Comme Pierre Ansay nous le mon­tre dans ce beau livre, les échecs à répéti­tion des inven­tions, les gags, le tracé des « lignes de fuite » de Gas­ton Lagaffe, con­stituent autant d’arrangements pour tenir le coup et poé­tis­er une vie prise dans les mailles de la rou­tine. L’adolescent Gas­ton inspire cette phrase à l’auteur : « Notre courage d’être, de vivre, de résis­ter, c’est per­sis­ter : ils ne nous auront pas. » Gas­ton, libéra­teur de pos­si­bil­ités, médecin qui fait ressor­tir les symp­tômes d’une entre-prise malade. C’est un grand rebelle, aux posi­tions rad­i­cales, qu’Ansay met en relief, en per­spec­tive, en mots sim­ples et dens­es.

Ce que per­turbe Gas­ton, bien plus que l’organisation con­crète de la société Dupuis, c’est notre manière d’être au monde, d’envisager celui-ci, et la façon de choisir nos alliés, au sein d’un tis­su inex­tri­ca­ble de rap­ports de force. Pierre Ansay développe tout cela avec Spin­oza et Deleuze ; Spin­oza, lui aus­si médecin-philosophe, et Deleuze, qui ne cesse de nous rap­pel­er à quel point la philoso­phie est con­crète, ancrée dans notre quo­ti­di­en.

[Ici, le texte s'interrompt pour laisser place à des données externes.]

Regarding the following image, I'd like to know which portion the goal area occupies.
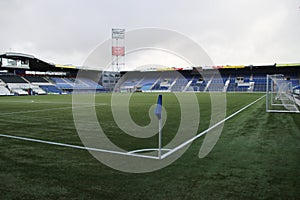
[266,74,300,113]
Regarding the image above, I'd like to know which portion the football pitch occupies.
[0,93,300,199]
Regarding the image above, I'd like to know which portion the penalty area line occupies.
[0,134,159,160]
[161,95,266,159]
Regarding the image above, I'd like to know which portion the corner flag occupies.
[154,94,162,120]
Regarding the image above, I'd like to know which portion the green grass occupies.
[0,93,300,199]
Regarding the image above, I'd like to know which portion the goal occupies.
[266,74,300,113]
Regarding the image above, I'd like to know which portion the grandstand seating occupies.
[0,85,12,96]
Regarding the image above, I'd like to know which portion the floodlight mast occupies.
[112,29,125,72]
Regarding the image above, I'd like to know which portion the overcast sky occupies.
[0,0,300,68]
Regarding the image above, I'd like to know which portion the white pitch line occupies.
[0,95,266,160]
[161,95,266,159]
[0,104,106,116]
[0,134,159,160]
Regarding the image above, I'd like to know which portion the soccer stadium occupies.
[0,0,300,200]
[0,47,300,199]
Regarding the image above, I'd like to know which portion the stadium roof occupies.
[0,52,54,71]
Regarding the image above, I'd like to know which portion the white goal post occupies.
[266,74,300,113]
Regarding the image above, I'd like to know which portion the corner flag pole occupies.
[155,94,162,159]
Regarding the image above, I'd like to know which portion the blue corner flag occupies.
[154,94,162,120]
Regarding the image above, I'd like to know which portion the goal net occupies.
[266,74,300,113]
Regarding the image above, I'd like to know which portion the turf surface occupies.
[0,93,300,199]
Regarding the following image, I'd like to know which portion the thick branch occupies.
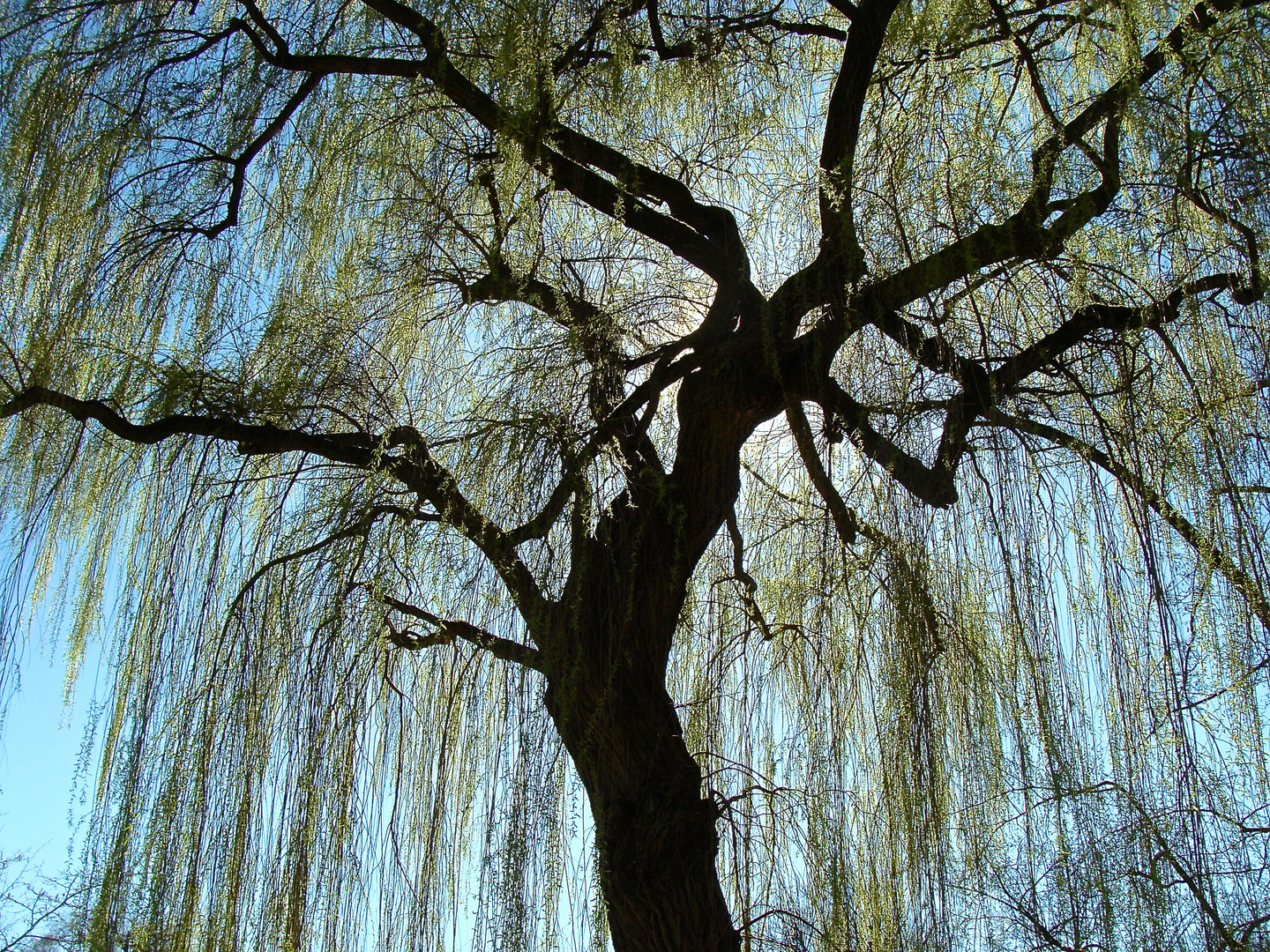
[813,377,956,508]
[820,0,898,257]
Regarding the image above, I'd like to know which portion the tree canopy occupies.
[0,0,1270,952]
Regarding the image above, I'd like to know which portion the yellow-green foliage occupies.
[0,0,1270,952]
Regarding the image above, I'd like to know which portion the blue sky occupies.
[0,636,96,874]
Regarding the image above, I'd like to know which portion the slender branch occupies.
[871,0,1266,309]
[984,410,1270,642]
[228,505,441,615]
[381,595,543,672]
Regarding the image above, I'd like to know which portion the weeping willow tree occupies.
[0,0,1270,952]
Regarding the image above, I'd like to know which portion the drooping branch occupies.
[0,386,543,618]
[983,410,1270,642]
[870,0,1265,309]
[806,377,956,508]
[226,505,441,615]
[342,0,758,298]
[853,273,1259,497]
[382,595,543,672]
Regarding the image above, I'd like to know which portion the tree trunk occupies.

L’auteur de Gas­ton Lagaffe philosophe vient de réalis­er un tra­vail très ambitieux : ren­dre acces­si­ble et expli­quer des dizaines de con­cepts deleuziens, de manière claire, à par­tir d’un per­son­nage sou­vent cat­a­logué comme « pop­u­laire ». Il rend par là sa dig­nité, à la fois à l’œuvre de Fran­quin, et à la philoso­phie.

Puisque, pour repren­dre les mots de Deleuze, « philoso­pher, c’est nuire à la bêtise », le défit que s’est fixé Ansay est réus­si : il nous mon­tre com­ment Gas­ton Lagaffe nuit, pro­fondé­ment, à la bêtise des idées toutes faites et bien réglées, voire régulées. Qu’avoir pris au sérieux l’artiste Fran­quin et l’artisan Gas­ton – ou vice-ver­sa – nous aide, si nous sommes atten­tifs, à inven­ter, à notre manière, une autre vie, ou une autre alliance avec la vie, qui nous per­me­t­traient de ne plus nous faire « cap­tur­er » en per­ma­nence.

Enfin, l’humour de Pierre Ansay, et surtout la lib­erté d’expression qui le car­ac­térise, insuf­flent une joie réelle au lecteur. Cette joie est pré­cieuse, et, une fois le livre refer­mé, nous retournons aux planch­es du bédéiste, nous rêvons un peu, en nous arrangeant de nos con­traintes, mais nous pou­vons aus­si (re)découvrir Spin­oza, Deleuze, et nous sen­tir moins seuls.